Kapten Sagam hanya mengangkat kedua bahunya sembari berjalan ke arah Kapal.

“Yang mana Kapten?” Letda Komang membuntuti Kapten Sagam dari belakang, dirinya dibuat penasaran dengan sosok putri atasnya.

“Perempuan yang memakai tudung putih itu.”

“Oh, jadi itu mantan pacar Kapten dulu,” seru Letda Komang dengan keras sembari menatap perempuan cantik bertudung putih itu.

“Shut, diamlah Komang!” Kapten Sagam mendelik tajam kearah Letda Komang, para perempuan yang tak sengaja mendengar hanya tersenyum dan sesekali menggoda perempuan yang tengah dibicarakan itu.

“Sedikit komedi setelah bencana itu harus ada kapten, untuk mencairkan ketegangan!” gurau Letda Komang mencoba berbaur dengan para korban sandera sembari mencairkan suasana.

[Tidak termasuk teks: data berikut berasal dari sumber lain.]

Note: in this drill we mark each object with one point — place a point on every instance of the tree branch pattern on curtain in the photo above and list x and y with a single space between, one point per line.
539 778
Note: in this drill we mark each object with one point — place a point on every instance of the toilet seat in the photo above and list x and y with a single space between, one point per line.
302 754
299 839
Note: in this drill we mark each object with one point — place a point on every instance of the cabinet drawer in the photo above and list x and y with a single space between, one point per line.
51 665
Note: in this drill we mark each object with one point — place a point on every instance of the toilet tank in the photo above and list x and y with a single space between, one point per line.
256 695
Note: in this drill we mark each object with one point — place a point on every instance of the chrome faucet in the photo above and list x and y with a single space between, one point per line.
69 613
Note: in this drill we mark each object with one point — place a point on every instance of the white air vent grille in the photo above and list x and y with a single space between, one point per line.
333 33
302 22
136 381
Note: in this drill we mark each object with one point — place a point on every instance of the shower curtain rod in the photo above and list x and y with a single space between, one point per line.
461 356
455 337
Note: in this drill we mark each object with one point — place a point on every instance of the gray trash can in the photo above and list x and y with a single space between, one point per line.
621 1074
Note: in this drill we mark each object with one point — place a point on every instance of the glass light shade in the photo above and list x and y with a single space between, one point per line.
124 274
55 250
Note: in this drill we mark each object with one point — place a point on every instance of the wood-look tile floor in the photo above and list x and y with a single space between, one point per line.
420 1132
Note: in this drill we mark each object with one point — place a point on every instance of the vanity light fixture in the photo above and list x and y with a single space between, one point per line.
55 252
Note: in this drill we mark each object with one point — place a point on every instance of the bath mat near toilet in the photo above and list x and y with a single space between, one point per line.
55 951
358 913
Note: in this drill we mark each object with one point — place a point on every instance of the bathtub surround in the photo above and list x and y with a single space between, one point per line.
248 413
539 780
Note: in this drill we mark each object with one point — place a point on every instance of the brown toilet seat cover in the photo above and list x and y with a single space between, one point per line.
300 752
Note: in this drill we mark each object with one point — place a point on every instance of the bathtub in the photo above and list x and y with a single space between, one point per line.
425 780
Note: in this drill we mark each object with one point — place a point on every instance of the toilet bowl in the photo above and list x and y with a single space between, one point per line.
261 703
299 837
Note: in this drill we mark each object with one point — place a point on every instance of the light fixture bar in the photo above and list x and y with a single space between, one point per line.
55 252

“Hallo, Dokter Gimna. Perkenalkan nama awak, Komang. Dokter pasti tidak asing bukan dengan Kapten saya yang berbakat ini?” Letda Komang menyapa sosok perempuan cantik yang memakai tudung putih sembari menampilkan gaya sok kerennya.

“Saya tidak mungkin melupakan Kapten Sagam.” Perempuan itu menatap Kapten Sagam dengan penuh kerinduan. Tutur katanya yang lembut, caranya memandangan membuat siapa pun langsung jatuh hati.

“Terima kasih sudah menolong kami.”

“Ucapan terima kasih ini lebih pantas kamu berikan kepada anak buah saya.”

Selembut apapun tutur kata atau secantik apapun perempuan itu, Kapten Sagam tak akan pernah kembali kepada Dokter Gimna, sebab dunianya saat ini hanya terisi oleh satu nama, Annalise. ***

Dalam kegelapan malam ini, tak ada cahaya dari bulan dan bintang dilangit sana, seakan-akan mereka enggan untuk menampakkan keindahannya. Kapten Sagam yang tengah mengawasi keadaan luar menghela nafas, tebakan Letda Komang benar adanya malam ini akan segera turun hujan. Sore yang cerah tak ada jaminan bahwa malam tak akan turun hujan.

Kapten Sagam terus memandangi wajah cantik dalam foto yang berada di genggaman tanganyan Annalise tinggal sebentar lagi rindu ini akan terobati. Misi penyelamatan telah berhasil ia selesaikan.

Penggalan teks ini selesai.